By Brian McKay
People are easily sold with their eyes. Having a visually-striking and professional-looking business will lure people in, the same way a flashy advert or well-presented restaurant platter might draw our attention. If you’re a small business, here are some visual aspects to work on and improve in order to get people turning their heads.
Having a good-looking website is essential in this digital age. Few people will pick up a phonebook when looking for services, instead taking to the web. Your website may be your first point of contact and so you want to implement good web design in order to create a stunning first impression.
Your homepage should be clutter-free and easy to navigate. A messy website might suggest a disorganised business. Make the name of your business clear and bold as well as any contact details. Keep to a clear visual theme and don’t use silly fonts (no papyrus or comic sans). Photographs of people are always great for giving it a human touch. Avoid giant scary walls of text as no-one will read them – lay out your information in an easily-digestible such as bullet-points. You can even get creative and add in a promotional video for people to play.
Now just as important as a good website, having an eye-catching Facebook page or Twitter can get people interested. The big one here is to always use images as well as text. Again, images of people can help humanise your business. Be careful with memes – keep the humour appropriate to if you were talking with a client.
Dress to Impress
Dressing smart isn’t just something the teachers made you do at school.
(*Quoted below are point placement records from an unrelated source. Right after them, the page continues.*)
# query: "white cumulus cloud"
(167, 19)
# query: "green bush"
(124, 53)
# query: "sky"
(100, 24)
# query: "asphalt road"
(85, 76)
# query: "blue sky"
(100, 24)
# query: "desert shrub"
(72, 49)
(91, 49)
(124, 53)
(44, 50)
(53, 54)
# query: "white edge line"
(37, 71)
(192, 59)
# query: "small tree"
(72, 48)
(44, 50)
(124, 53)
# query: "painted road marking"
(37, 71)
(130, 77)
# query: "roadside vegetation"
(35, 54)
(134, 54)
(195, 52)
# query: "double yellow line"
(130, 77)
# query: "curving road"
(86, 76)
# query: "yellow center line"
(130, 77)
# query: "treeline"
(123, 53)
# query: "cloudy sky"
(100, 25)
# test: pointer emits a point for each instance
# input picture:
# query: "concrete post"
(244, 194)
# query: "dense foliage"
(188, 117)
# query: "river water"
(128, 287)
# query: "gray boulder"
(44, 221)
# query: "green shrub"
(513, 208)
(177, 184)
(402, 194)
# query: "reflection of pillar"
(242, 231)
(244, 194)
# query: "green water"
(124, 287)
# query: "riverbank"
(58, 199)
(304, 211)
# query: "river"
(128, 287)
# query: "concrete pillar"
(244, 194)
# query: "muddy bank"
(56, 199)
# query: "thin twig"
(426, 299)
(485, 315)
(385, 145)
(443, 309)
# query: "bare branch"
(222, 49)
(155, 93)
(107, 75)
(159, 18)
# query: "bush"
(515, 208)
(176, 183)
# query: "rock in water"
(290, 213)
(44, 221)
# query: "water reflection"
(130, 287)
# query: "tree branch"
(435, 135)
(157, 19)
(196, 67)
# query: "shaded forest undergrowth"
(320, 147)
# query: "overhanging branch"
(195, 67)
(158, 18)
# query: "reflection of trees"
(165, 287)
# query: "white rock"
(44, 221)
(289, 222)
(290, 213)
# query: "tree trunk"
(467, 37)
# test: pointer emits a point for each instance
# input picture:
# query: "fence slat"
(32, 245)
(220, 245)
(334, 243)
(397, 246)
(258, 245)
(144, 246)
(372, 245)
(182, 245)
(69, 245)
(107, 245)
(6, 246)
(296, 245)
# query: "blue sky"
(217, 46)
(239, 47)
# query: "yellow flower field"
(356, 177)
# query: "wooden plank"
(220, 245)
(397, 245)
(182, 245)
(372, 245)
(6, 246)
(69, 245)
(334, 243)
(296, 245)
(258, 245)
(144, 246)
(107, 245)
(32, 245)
It was preparing us all for the realities of life – we are more willing to trust well-dressed, well-presented people. This means keeping on top of the basics – keeping hands clean and fingernails trimmed, polishing shoes, ironing, shaving and keeping a jacket with you (to avoid turning up to a meeting looking like a drowned rat). All this will make you seem like someone that cares about themselves and therefore their business. A suit or blazer isn’t necessary for all forms of business. In more artistic fields, people may be more drawn to your business by a creative and youthful image. All in all, dress for the comfort of your client – if they’re in a suit, you suit up too.
If people are likely to visit your office, keep it looking tidy. Many business owners have a special ‘catch-all’ drawer in their desk for sweeping up clutter when a client comes in and dumping it in there. Hide away messy cables so that your office doesn’t look like a broken spaceship, and let sunlight in to give a bright and warm feel. A plant can always help spruce up the place too (although make sure it’s regularly watered, as a dead plant won’t help your cause). Make sure you have a cleaner, or a rule in force to keep toilets, the kitchen area and floors spic and span.